There are no women standups on panel shows, he said, because women are less competitive in conversation and less likely to want to show off…and added "It's actually a compliment, I think, to women that there aren't as many female standups because they are far more interested in what each other has to say than standing there on their own and showing off."

There may be more than a grain of truth in what Mack and Hitchens said.  It’s not that women can’t be funny; it’s just that they don’t because of vestiges of a traditional female culture of quiet deference which, despite the radical changes of the late 20th Century, still remain.

Freud said that  one can't express aggression and sexual drive directly, as it is prohibited in the society, so these desires get sublimated in telling jokes, many of which are either about somebody getting hurt, or they have sexual connotations.

H.W. Fowler (1937), the academic who developed a typology of humor, suggested that it can range from the gentle to the harshly aggressive; but that much humor revolves around satire, sarcasm, cynicism and invective – all of which have specific targets in mind.  Morals and manners, faults and foibles, and misconduct are the usual targets.

In the not so distant past, it would have been unseemly at best for a woman in polite (influential) society to be so aggressive.  An indirect and muted reference was all that was acceptable.  Although women might have wanted to pillory the obtuseness, pomposity, and arrogance of men, they held their tongues.  Some of the more gentle categories of Fowler’s typology were acceptable.  What he called humor – light references to human nature; or wit – playful ways with words - were permissible; but these often went unnoticed, and men’s braggadocio-fueled broad humor ruled the day. 

Some social scientists have gone further and suggested an evolutionary preference for male humor.

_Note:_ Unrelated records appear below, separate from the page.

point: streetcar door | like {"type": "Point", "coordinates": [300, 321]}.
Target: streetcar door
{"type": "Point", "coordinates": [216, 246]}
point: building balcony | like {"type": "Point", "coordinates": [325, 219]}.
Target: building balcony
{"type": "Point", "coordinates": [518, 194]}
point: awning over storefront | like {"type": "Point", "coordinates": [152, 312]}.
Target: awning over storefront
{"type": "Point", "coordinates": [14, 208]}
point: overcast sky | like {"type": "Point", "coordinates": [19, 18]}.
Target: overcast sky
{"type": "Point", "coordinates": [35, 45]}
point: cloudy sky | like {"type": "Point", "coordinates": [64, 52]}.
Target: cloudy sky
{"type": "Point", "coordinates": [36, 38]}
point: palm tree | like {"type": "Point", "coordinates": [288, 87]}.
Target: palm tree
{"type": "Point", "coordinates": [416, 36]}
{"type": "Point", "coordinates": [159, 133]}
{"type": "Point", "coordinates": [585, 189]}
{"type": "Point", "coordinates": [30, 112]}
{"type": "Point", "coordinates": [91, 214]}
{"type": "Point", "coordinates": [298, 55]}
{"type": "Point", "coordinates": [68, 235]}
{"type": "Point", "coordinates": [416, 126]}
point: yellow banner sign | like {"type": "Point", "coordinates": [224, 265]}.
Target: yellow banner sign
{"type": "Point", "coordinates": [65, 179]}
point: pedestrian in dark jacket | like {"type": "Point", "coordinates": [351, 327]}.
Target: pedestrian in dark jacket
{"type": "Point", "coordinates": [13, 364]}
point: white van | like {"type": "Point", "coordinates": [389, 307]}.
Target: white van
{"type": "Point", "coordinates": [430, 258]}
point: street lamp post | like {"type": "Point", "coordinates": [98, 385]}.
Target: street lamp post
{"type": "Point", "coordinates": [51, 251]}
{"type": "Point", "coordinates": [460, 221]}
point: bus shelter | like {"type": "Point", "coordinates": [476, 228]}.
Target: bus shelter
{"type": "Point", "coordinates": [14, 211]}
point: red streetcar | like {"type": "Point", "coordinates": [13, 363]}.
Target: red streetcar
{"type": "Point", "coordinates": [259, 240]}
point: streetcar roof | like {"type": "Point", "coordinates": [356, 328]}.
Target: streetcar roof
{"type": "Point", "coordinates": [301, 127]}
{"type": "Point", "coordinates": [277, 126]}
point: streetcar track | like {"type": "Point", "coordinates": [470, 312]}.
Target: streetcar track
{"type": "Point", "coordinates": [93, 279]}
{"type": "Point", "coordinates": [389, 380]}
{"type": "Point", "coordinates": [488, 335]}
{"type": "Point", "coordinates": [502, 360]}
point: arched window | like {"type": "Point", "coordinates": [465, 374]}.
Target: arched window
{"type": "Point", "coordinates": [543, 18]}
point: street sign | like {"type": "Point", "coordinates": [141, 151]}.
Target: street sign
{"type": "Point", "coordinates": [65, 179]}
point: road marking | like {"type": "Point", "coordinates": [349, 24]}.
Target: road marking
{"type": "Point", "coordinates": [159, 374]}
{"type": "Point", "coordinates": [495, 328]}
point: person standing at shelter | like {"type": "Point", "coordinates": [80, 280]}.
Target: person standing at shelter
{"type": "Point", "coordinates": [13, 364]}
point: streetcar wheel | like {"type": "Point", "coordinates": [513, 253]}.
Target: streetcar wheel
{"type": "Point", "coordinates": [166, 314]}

Nichole Force, a social psychologist, has written:

Psychologists Eric R. Bressler and Sigal Balshine found that men expressed no preference for funny women, but that women tended to choose funnier men as partners. Rod A. Martin of the University of Western Ontario elaborated on this discrepancy between the preferences of the sexes when he said, “Although both sexes say they want a sense of humor, in our research women interpreted this as ‘someone who makes me laugh,’ and men wanted ‘someone who laughs at my jokes.’”

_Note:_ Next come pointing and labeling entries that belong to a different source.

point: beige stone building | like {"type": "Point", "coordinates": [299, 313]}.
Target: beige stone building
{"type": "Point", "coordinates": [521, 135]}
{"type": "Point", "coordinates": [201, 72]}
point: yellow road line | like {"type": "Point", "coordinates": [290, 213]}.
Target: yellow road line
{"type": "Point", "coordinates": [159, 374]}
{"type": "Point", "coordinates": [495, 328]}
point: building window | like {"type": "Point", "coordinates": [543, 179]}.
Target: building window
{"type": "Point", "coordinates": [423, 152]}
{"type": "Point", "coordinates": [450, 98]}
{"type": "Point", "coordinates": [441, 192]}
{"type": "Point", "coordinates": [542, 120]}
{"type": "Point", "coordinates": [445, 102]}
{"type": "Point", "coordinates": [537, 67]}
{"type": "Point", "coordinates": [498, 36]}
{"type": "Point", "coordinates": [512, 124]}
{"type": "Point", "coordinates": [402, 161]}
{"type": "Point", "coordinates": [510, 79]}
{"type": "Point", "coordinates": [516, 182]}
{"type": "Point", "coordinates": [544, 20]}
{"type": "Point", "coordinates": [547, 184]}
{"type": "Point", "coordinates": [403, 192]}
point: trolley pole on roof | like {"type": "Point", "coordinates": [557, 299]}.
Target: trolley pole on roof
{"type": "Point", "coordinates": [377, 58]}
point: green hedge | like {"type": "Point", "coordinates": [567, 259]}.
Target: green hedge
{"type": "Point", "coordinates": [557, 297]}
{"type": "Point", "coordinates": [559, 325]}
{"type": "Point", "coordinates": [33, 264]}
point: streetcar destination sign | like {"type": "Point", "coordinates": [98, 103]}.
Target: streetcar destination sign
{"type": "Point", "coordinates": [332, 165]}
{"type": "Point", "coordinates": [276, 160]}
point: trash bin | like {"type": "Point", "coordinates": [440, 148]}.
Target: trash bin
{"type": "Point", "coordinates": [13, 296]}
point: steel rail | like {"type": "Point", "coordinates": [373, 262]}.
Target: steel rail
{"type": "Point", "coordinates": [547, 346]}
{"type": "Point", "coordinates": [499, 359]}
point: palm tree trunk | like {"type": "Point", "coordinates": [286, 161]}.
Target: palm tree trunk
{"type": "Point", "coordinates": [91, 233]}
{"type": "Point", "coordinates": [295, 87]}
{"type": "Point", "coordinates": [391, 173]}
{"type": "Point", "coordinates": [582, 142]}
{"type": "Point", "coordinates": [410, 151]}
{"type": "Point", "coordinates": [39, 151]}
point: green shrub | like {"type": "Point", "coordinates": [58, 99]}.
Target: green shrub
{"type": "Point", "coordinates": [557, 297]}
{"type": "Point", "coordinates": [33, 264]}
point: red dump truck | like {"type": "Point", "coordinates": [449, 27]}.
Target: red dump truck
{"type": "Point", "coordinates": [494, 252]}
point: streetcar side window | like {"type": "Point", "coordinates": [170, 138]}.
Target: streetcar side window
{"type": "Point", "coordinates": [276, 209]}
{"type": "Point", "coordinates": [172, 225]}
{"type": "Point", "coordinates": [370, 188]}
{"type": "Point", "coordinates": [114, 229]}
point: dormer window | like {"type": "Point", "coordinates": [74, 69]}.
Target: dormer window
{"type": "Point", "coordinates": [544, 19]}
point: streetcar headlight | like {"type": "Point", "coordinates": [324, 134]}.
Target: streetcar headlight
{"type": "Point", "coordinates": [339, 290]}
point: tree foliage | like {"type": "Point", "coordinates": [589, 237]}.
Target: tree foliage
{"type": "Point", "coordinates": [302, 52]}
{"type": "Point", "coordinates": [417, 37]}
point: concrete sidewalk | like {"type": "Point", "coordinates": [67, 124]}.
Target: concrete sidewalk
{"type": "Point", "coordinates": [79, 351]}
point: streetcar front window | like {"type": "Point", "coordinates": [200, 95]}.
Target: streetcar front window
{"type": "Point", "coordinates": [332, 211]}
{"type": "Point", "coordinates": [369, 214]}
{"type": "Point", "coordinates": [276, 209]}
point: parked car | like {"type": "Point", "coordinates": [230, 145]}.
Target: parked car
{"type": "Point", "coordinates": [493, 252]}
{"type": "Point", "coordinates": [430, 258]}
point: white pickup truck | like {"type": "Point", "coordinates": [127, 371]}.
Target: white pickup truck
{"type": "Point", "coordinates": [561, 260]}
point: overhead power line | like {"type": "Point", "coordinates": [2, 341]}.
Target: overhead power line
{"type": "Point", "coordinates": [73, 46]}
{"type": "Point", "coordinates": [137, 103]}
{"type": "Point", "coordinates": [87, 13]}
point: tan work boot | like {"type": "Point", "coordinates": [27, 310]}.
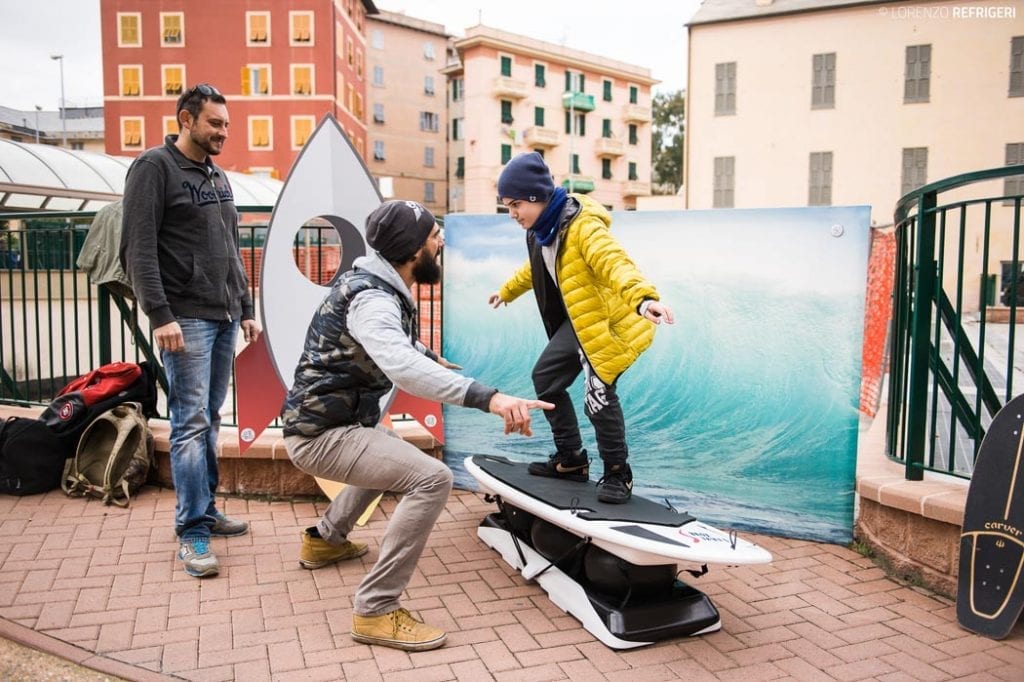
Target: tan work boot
{"type": "Point", "coordinates": [316, 552]}
{"type": "Point", "coordinates": [397, 630]}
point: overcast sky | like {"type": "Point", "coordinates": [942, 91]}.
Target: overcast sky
{"type": "Point", "coordinates": [644, 33]}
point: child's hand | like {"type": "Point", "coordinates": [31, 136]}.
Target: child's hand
{"type": "Point", "coordinates": [656, 311]}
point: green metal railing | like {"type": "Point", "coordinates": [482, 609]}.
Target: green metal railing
{"type": "Point", "coordinates": [952, 359]}
{"type": "Point", "coordinates": [55, 325]}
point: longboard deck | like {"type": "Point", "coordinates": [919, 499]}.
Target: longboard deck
{"type": "Point", "coordinates": [640, 531]}
{"type": "Point", "coordinates": [990, 592]}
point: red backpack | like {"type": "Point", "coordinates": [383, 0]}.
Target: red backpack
{"type": "Point", "coordinates": [103, 382]}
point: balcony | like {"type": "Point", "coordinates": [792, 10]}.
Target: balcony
{"type": "Point", "coordinates": [540, 136]}
{"type": "Point", "coordinates": [636, 114]}
{"type": "Point", "coordinates": [509, 87]}
{"type": "Point", "coordinates": [609, 146]}
{"type": "Point", "coordinates": [579, 101]}
{"type": "Point", "coordinates": [636, 188]}
{"type": "Point", "coordinates": [581, 183]}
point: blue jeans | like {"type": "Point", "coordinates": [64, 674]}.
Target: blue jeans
{"type": "Point", "coordinates": [198, 379]}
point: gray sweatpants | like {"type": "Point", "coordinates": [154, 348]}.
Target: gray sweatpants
{"type": "Point", "coordinates": [371, 461]}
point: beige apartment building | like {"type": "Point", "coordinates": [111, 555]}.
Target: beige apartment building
{"type": "Point", "coordinates": [590, 117]}
{"type": "Point", "coordinates": [801, 102]}
{"type": "Point", "coordinates": [406, 112]}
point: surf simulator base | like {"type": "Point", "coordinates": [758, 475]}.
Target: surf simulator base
{"type": "Point", "coordinates": [624, 605]}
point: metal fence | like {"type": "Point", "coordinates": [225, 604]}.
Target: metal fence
{"type": "Point", "coordinates": [55, 325]}
{"type": "Point", "coordinates": [953, 357]}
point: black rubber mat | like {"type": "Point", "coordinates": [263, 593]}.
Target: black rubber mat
{"type": "Point", "coordinates": [571, 495]}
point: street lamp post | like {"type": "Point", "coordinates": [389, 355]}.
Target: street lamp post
{"type": "Point", "coordinates": [64, 122]}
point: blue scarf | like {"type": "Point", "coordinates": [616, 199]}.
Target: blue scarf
{"type": "Point", "coordinates": [547, 223]}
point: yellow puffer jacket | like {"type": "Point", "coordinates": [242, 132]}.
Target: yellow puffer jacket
{"type": "Point", "coordinates": [601, 288]}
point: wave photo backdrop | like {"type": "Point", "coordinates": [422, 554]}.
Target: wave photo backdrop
{"type": "Point", "coordinates": [744, 412]}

Evolutionary psychologists have theorized that a sense of humor is a sign of intellect and strong genes and that women, the more selective sex due to the burdens associated with pregnancy, are attracted to funny men because of the genetic benefit that could be bestowed upon potential offspring (Humor’s Hidden Power)

There are many funny female comedians today – Wanda Sykes is absolutely hilarious, and Lily Tomlin was a comic genius.

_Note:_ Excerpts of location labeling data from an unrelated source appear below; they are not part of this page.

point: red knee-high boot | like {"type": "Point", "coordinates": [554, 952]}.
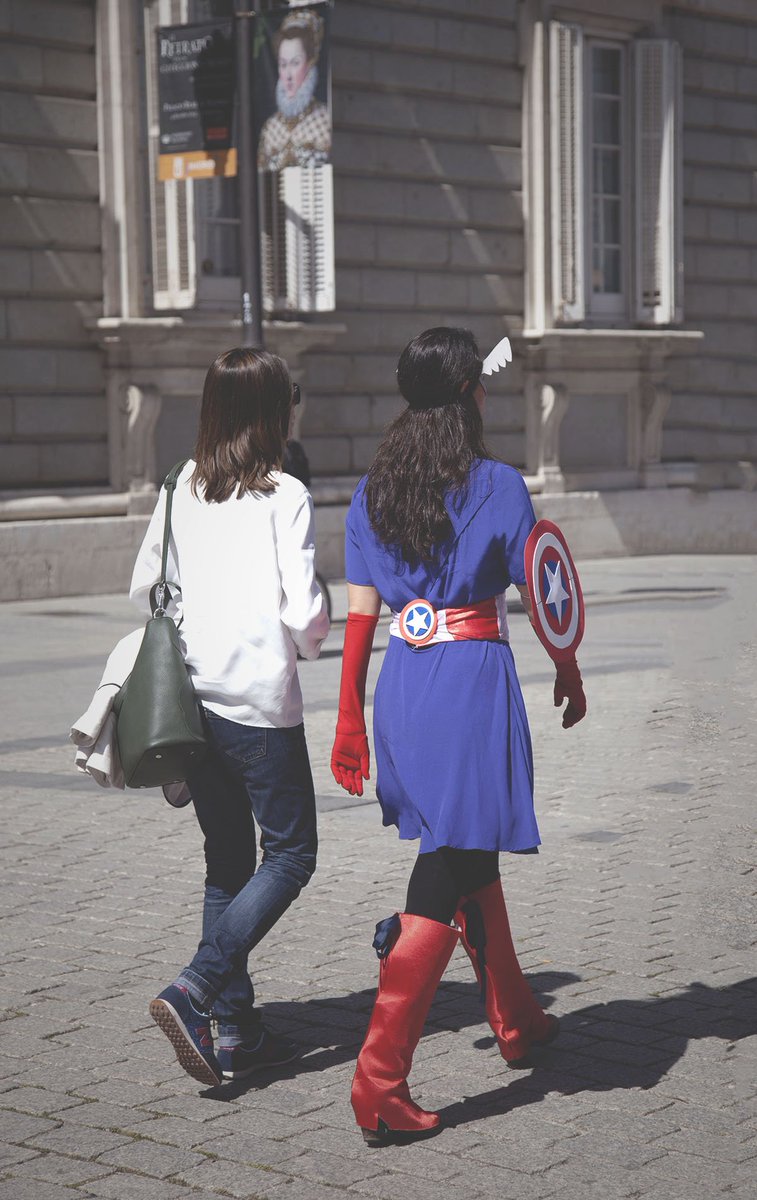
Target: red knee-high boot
{"type": "Point", "coordinates": [517, 1020]}
{"type": "Point", "coordinates": [409, 975]}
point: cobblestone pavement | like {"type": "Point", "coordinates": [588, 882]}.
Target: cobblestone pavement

I have met women with a knee-buckling comic storytelling instinct. Houleymata was a close Malian friend who had been a medical student in Russia in the early 80s, and her stories of being the first black person that anyone in her remote Siberian medical school had ever seen were the funniest I have ever heard.  Without hesitation she elided vignette after vignette, paused with comic timing, made the ridiculous funny, pilloried the Russians while not demeaning them, and went on and on until we could take no more.  She was a natural, a genius; and whether or not this said anything about the African storytelling tradition, the more dominant role of certain socially superior African women; or whether Houley was simply funny down to her bones, I will never know, but I will never forget her.

The point is that women of course can be funny, but that historically they have tended not to be; and although Bridget Christie dismisses the likes of Hitchens and Mack out of hand, they had a point.